Ketentuan fiskal untuk Kontrak Karya, Perjanjian Karya Pengusahaan Pertambangan Batubara (PKP2B), dan Izin Usaha Pertambangan (IUP) mempunyai karakteristik yang berbeda-beda, sehingga perhitungan penerimaan negara dari kontrak dan izin ini akan berbeda. Karenanya, penting untuk memahami fiscal term di sektor mineral dan batubara. Diskusi PWYP Knowledge Forum (PKF) (1/3) lalu mengundang Johnson Pakpahan selaku Direktur Penerimaan Mineral dan Batubara Direktorat Jenderal Minerba, dimana diskusi PKF ini juga merupakan bagian dari workshop Financial Modelling, yaitu penyusunan financial modelling untuk proyek migas dan minerba di Indonesia dan Filipina.
“PNBP di sektor tambang terdiri dari iuran tetap (land rent) dan royalti, dimana ini berlaku untuk IUP, KK, dan PKP2B. Khusus untuk PKP2B, berlaku juga Penjualan Hasil Tambang (PHT),” jelas Johnson Pakpahan. Ia menambahkan, penerimaan iuran tetap bagi IUP dihitung berdasarkan luas wilayah dikalikan tarif yang diatur dalam PP No. 9/2012 tentang jenis dan tarif PNBP yang berlaku di Kementerian ESDM. Dengan tarif 2 USD bagi IUP eksplorasi, dan 4 USD bagi IUP Operasi Produksi. Sedangkan iuran tetap bagi KK dan PKP2B, luas wilayah dikalikan tarif yang diatur dalam kontrak (dengan range USD 0.08 s.d USD 4.00 sesuai tahapan).
Menanggapi hal ini, salah satu peserta financial modelling Asri Nuraeni menanyakan tarif PNBP yang berlaku bagi salah satu Kontrak Karya yang akan dimodelling. “Untuk itu menjadi penting adanya keterbukaan kontrak antara pemerintah dan KKKS ini, sehingga publik bisa ikut serta menghitung berapa seharusnya penerimaan dari perusahaan tersebut,” jelas Asri.
Selain memaparkan perhitungan PNBP, Johnson juga menginformasikan bahwa saat ini Ditjen Penerimaan Mineral dan Batubara sedang mengembangkan sistem E-PNBP. “Saat ini kami sedang memasukkan semua unsur-unsur jenis komoditi ke dalam sistem E-PNBP. Walaupun ada sedikit tantangan dalam pembuatan sistem ini, yaitu PKP2B yang memiliki berbagai macam generasi yang berdampak pada perhitungan yang berbeda pula.

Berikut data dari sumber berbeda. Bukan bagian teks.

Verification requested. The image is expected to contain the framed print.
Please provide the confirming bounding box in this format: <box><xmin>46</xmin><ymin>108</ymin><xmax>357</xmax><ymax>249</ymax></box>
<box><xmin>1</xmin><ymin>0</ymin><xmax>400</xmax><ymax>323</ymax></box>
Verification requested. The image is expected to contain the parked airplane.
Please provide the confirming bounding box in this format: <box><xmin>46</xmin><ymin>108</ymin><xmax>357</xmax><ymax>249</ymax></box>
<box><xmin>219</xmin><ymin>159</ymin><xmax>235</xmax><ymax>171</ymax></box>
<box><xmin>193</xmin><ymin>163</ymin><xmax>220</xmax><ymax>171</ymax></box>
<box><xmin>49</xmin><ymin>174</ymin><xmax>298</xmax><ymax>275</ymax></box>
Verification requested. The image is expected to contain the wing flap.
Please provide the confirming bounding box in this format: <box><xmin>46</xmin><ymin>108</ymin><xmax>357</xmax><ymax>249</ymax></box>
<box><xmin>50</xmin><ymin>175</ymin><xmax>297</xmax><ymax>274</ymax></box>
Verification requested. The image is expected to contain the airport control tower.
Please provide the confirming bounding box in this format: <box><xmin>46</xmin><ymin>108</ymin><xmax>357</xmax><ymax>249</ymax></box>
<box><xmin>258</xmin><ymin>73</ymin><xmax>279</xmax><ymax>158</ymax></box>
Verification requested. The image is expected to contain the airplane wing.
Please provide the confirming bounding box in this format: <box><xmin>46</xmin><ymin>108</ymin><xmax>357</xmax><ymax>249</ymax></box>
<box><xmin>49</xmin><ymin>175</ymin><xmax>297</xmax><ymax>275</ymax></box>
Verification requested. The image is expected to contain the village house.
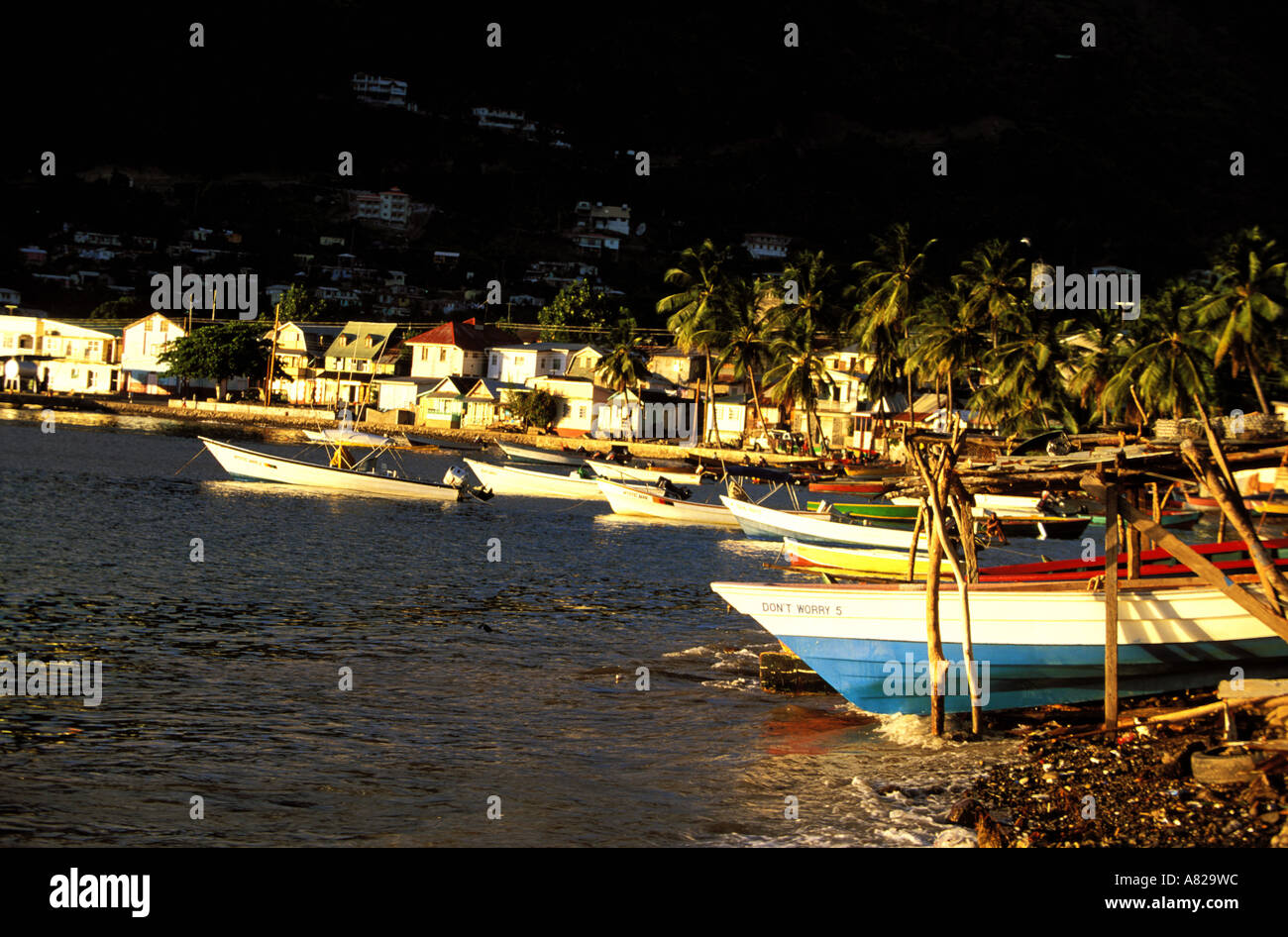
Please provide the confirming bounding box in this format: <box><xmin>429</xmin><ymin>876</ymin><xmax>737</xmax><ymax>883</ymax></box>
<box><xmin>265</xmin><ymin>322</ymin><xmax>340</xmax><ymax>407</ymax></box>
<box><xmin>0</xmin><ymin>315</ymin><xmax>119</xmax><ymax>394</ymax></box>
<box><xmin>117</xmin><ymin>313</ymin><xmax>250</xmax><ymax>394</ymax></box>
<box><xmin>486</xmin><ymin>341</ymin><xmax>587</xmax><ymax>383</ymax></box>
<box><xmin>407</xmin><ymin>319</ymin><xmax>518</xmax><ymax>377</ymax></box>
<box><xmin>416</xmin><ymin>375</ymin><xmax>477</xmax><ymax>430</ymax></box>
<box><xmin>461</xmin><ymin>377</ymin><xmax>528</xmax><ymax>429</ymax></box>
<box><xmin>528</xmin><ymin>375</ymin><xmax>608</xmax><ymax>438</ymax></box>
<box><xmin>314</xmin><ymin>322</ymin><xmax>402</xmax><ymax>407</ymax></box>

“Penyusunan E-PNBP ini harus mengikuti tahapan produksi dan tiap generasi (untuk PKP2B dan KK). Tidak hanya itu, dalam perhitungan landrent juga perlu menyesuaikan dengan tahapan kegiatan usaha pertambangan. Seluruh perhitungan pembayaran ini akan diverifikasi oleh instansi pemeriksa,” jelas Johnson.
Tidak hanya itu, seluruh data dan sistem teknologi informasi mengenai ESDM akan dikendalikan oleh Pusat Data dan Teknologi Informasi (Pusdatin) ESDM. Pusdatin juga menyusun task force untuk melakukan pengujian keamanan data. E-PNBP ini nantinya akan diintegrasikan dengan Sistem Informasi PNBP Online (SIMPONI) yang dikelola oleh Kementerian Keuangan. “Seluruh perhitungan pembayaran akan dimasukkan ke dalam e-PNBP dengan menguji formula perhitungannya juga,” pungkas Johnson [LM].